Uses the parse_url . 使用parse_url

$url = 'http://sub.example.com/classname/method/arg';

$parsedUrl = parse_url($url);

$host = explode('.', $parsedUrl['host']);

$subdomain = $host[0];
echo $subdomain;

For multiple subdomains you should do like this 对于多个子域,您应该这样做

$url = 'http://en.sub.example.com/classname/method/arg';

$parsedUrl = parse_url($url);

$host = explode('.', $parsedUrl['host']);

$subdomains = array_slice($host, 0, count($host) - 2 );
print_r($subdomains);

You're on the right track using explode() , but you should probably also use the parse_url() function to get the domain from the URL: see here for docs . 您使用explode()正确的轨道上,但您可能还应该使用parse_url()函数从URL中获取域: 有关文档,请参见此处 TL;DR: Give it a URL as its only parameter, and get back an array of all the parts of the URL broken up individually. TL; DR:给它一个URL作为其唯一参数,然后取回URL的所有部分的数组,这些部分分别分解。

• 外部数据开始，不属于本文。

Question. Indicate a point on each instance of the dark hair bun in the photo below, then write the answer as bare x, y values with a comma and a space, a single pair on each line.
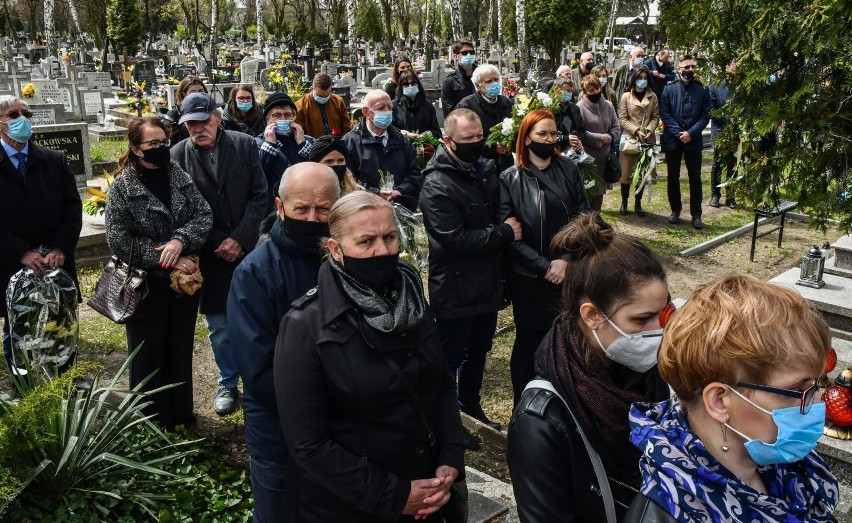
585, 235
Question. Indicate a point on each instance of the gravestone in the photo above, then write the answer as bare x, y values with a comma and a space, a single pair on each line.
72, 139
47, 114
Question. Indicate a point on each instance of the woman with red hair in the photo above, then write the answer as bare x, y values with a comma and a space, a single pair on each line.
544, 191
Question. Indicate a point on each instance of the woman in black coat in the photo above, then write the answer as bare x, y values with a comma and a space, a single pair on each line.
411, 111
615, 287
352, 358
154, 204
535, 274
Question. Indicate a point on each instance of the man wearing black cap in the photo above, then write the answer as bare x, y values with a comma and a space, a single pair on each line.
282, 144
225, 167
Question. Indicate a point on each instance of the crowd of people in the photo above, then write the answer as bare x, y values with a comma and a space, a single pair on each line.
353, 382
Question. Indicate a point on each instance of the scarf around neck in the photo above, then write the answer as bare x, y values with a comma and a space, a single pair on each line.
679, 475
398, 310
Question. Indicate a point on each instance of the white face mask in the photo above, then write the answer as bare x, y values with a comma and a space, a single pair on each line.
636, 351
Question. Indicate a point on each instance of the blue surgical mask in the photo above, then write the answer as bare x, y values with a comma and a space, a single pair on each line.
797, 434
493, 89
382, 119
20, 129
282, 126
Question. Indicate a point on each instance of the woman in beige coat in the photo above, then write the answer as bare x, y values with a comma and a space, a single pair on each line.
639, 115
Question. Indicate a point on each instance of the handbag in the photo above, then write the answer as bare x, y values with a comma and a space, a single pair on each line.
121, 289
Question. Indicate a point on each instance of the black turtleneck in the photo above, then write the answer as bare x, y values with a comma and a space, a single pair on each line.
158, 182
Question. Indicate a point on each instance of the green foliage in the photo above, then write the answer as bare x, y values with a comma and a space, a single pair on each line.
791, 81
368, 21
125, 25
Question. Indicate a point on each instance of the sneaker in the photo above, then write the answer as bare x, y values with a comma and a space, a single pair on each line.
226, 401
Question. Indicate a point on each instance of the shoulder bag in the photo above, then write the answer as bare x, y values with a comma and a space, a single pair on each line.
121, 289
597, 464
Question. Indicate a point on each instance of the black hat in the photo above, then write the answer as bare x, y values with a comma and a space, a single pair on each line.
324, 145
197, 107
276, 99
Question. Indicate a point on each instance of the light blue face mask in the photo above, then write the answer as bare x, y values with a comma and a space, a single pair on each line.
797, 434
20, 129
493, 89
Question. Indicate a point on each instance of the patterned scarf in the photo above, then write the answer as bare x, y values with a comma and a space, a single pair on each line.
682, 477
399, 310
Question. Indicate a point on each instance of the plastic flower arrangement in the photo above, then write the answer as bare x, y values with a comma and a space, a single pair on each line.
28, 91
506, 132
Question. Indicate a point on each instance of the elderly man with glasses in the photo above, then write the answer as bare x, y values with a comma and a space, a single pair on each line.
40, 209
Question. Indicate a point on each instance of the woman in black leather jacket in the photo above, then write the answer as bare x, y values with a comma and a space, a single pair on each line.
535, 275
600, 357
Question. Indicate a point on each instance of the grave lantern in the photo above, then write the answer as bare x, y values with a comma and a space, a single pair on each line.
812, 267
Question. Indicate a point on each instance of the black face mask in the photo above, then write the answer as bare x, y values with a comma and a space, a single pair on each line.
159, 156
305, 233
375, 272
542, 149
340, 171
468, 152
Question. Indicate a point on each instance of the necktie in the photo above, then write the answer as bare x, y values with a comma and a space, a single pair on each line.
22, 162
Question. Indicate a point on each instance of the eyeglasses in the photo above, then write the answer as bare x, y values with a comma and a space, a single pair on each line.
805, 396
553, 135
17, 114
155, 144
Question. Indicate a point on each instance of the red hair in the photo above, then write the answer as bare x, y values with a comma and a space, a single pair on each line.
530, 120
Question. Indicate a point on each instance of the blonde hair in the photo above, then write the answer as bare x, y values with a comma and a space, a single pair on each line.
350, 205
740, 329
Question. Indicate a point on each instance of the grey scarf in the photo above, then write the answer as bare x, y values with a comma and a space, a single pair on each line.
398, 311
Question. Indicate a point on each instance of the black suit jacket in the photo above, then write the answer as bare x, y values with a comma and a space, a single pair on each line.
41, 208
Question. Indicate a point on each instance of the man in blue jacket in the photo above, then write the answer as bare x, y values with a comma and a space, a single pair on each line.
685, 110
278, 271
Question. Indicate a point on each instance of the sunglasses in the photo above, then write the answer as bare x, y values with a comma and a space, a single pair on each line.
17, 114
806, 397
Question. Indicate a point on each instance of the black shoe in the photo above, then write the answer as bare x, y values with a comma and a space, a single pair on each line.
470, 442
226, 401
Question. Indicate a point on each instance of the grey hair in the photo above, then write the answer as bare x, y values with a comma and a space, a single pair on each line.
316, 169
484, 69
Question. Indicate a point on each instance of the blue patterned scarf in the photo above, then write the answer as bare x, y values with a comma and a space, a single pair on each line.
679, 475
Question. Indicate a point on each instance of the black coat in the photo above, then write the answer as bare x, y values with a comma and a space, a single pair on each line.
465, 239
418, 116
355, 439
552, 474
457, 85
522, 196
237, 196
43, 208
490, 115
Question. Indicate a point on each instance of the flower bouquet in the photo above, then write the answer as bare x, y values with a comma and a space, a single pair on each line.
42, 321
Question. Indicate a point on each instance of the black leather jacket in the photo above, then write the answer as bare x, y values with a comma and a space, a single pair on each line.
643, 510
522, 196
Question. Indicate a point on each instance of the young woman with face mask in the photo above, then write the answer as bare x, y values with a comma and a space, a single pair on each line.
737, 442
154, 204
600, 356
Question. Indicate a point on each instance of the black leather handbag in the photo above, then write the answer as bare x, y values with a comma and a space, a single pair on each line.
121, 289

That being said, a bigger problem is how you distinguish between subdomain.somesite.com and somesite.co.uk - the first one clearly has a subdomain, but the second one does not. 话虽这么说,一个更大的问题是如何区分subdomain.somesite.com和somesite.co.uk-第一个显然有一个子域,而第二个却没有。 I'm afraid I have no smart solutions to offer for that other than comparing against a list of top-level domains. 恐怕除了与顶级域名列表进行比较以外,我没有其他智能解决方案。

I am going to leave this here... 我要把这个留在这里...

Using @TwoStraws' idea, I created a function which will provide the Sub Domain, Base Domain, and TLD Domain parts from a given URL, using data.iana.org's up to date TLD list. 使用@TwoStraws的想法,我创建了一个函数,该函数将使用data.iana.org的最新TLD列表从给定的URL提供子域,基础域和TLD域部分。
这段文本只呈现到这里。